IV. Case Law On Outside Faculty Employment (Non-Teaching) Activities

Some courts have considered challenges to institutional or statutory limitations on outside faculty consulting that do not involve dual full-time teaching appointments. Generally courts uphold such restrictions so long as they are rationally related to a legitimate state purpose and institutional goal.

A. Constitutional Concerns

Few published cases exist that directly address the permissible bounds of university conflict of commitment policies as applied to faculty. A few cases, however, touch on the issue and make clear that such policies are not allowed to infringe on the constitutional rights of faculty members.

1. Academic Freedom Cases & Controversies

Controversies have arisen in which restrictions on outside activities trigger academic freedom concerns. Limitations on outside employment should not be so restrictive so as to violate faculty academic freedom. As one academic freedom scholar opined:

The university as employer could justify a prohibition on moonlighting by professors, or limit moonlighting to work directly relevant to teaching and scholarship. Such restrictions would advance rather than impede the goals of academic freedom. Yet universities frequently allow professors the discretion to spend a certain portion of each week, typically no more than one day, on off-campus activities or on nonuniversity work on campus. As long as faculty members comply with these general rules, universities should allow them to work on sponsored research that they could not justify as part of their professorial functions. In the interest of academic freedom, however, universities should not permit moonlighting that actually interferes with scholarly work.
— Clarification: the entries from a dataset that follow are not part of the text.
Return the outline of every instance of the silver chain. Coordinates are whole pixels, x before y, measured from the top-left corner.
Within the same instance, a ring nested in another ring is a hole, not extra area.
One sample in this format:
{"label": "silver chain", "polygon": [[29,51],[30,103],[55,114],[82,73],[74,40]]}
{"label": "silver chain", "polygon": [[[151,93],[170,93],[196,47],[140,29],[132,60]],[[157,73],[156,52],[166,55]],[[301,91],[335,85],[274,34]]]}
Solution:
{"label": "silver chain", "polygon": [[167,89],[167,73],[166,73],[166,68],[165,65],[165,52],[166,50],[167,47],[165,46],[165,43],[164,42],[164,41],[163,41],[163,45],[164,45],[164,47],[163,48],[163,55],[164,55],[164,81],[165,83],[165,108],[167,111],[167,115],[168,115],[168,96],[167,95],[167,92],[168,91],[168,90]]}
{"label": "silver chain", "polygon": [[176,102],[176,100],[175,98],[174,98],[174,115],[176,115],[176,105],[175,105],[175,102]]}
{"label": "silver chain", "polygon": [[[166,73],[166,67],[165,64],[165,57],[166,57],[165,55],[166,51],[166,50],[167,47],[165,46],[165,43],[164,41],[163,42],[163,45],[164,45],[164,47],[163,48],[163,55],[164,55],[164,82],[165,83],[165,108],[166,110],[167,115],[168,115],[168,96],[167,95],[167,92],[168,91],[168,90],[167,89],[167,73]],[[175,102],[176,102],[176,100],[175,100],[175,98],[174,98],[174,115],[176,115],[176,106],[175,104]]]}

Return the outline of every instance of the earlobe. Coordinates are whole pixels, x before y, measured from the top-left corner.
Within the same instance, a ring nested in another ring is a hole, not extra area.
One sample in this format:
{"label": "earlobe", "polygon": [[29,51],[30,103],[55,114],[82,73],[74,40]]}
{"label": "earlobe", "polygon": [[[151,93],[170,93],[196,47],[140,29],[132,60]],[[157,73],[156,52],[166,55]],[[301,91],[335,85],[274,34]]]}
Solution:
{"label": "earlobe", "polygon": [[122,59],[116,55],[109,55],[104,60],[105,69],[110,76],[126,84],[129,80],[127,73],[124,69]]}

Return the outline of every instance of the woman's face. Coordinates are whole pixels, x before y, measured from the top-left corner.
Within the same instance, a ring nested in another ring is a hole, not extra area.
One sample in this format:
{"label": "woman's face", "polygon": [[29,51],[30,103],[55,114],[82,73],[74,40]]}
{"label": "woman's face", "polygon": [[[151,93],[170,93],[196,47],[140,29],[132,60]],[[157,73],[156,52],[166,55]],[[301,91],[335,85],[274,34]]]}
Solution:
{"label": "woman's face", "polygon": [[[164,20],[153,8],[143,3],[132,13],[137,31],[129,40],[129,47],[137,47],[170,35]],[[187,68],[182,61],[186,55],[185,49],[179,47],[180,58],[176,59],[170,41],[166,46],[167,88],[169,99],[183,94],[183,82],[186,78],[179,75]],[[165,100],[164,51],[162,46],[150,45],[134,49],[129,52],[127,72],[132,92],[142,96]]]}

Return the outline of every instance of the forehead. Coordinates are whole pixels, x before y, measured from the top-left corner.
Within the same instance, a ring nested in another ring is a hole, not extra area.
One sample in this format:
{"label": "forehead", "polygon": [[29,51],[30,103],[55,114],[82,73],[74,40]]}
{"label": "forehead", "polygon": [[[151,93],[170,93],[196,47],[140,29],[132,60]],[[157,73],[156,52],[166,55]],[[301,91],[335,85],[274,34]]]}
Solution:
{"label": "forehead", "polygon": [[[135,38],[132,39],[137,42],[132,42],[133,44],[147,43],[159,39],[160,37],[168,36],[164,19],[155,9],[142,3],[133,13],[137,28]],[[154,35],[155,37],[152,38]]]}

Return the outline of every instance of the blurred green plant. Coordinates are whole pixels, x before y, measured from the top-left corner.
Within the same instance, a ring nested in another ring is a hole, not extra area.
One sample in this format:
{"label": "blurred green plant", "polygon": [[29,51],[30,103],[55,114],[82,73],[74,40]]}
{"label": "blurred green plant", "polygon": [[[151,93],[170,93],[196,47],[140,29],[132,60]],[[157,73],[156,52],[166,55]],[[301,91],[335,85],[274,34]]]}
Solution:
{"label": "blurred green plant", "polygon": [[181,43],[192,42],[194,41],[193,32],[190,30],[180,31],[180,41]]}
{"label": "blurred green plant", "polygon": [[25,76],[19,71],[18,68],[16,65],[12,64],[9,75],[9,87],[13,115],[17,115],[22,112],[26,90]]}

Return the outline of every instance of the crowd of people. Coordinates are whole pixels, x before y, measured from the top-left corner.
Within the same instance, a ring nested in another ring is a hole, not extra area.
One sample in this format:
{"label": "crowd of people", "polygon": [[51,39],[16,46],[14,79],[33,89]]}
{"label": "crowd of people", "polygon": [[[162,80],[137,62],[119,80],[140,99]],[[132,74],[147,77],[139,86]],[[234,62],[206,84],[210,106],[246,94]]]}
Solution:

For example, professors may have difficulty separating their nonpublishable consulting projects from their university scholarship. Restrictions imposed by sponsors of off-campus research may be so broad that they would preclude professors from pursuing many lines of scholarly inquiry. Such circumstances would justify limitations even on nonuniversity work.

David M. Rabban, "Does Academic Freedom Limit Faculty Autonomy?," 66 TEX. L. REV. 1405 (June 1998).

Trister v. University of Mississippi: Two part-time professors sued the school when it attempted to prohibit them from continuing to work with a legal services group that was representing clients who were suing the state over the segregation of the state's public schools. The court observed that the "instructional efforts [of the part-time faculty members] had not been hampered as a result" of their outside work. It held that the two part-time professors were being treated differently than other part-time faculty members and that the university's rationale for that different treatment-basically the professors' representation of unpopular clients-was impermissible under the equal protection clause of the Fourteenth Amendment. 420 F.2d 499 (5th Cir. 1969). The AAUP's Committee A on Academic Freedom and Tenure investigated this case and found that the administration had violated the academic freedom of the two professors. AAUP, "The University of Mississippi," AAUP BULLETIN 75 (Spring 1970) ("[I]t seems likely that the terminations occurred because they were accused of being engaged in civil rights activities on behalf of poor people (many of whom are black) in the local community."). The AAUP's annual meeting in 1975 voted to lift the university's censure because the academic freedom concerns were satisfactorily resolved.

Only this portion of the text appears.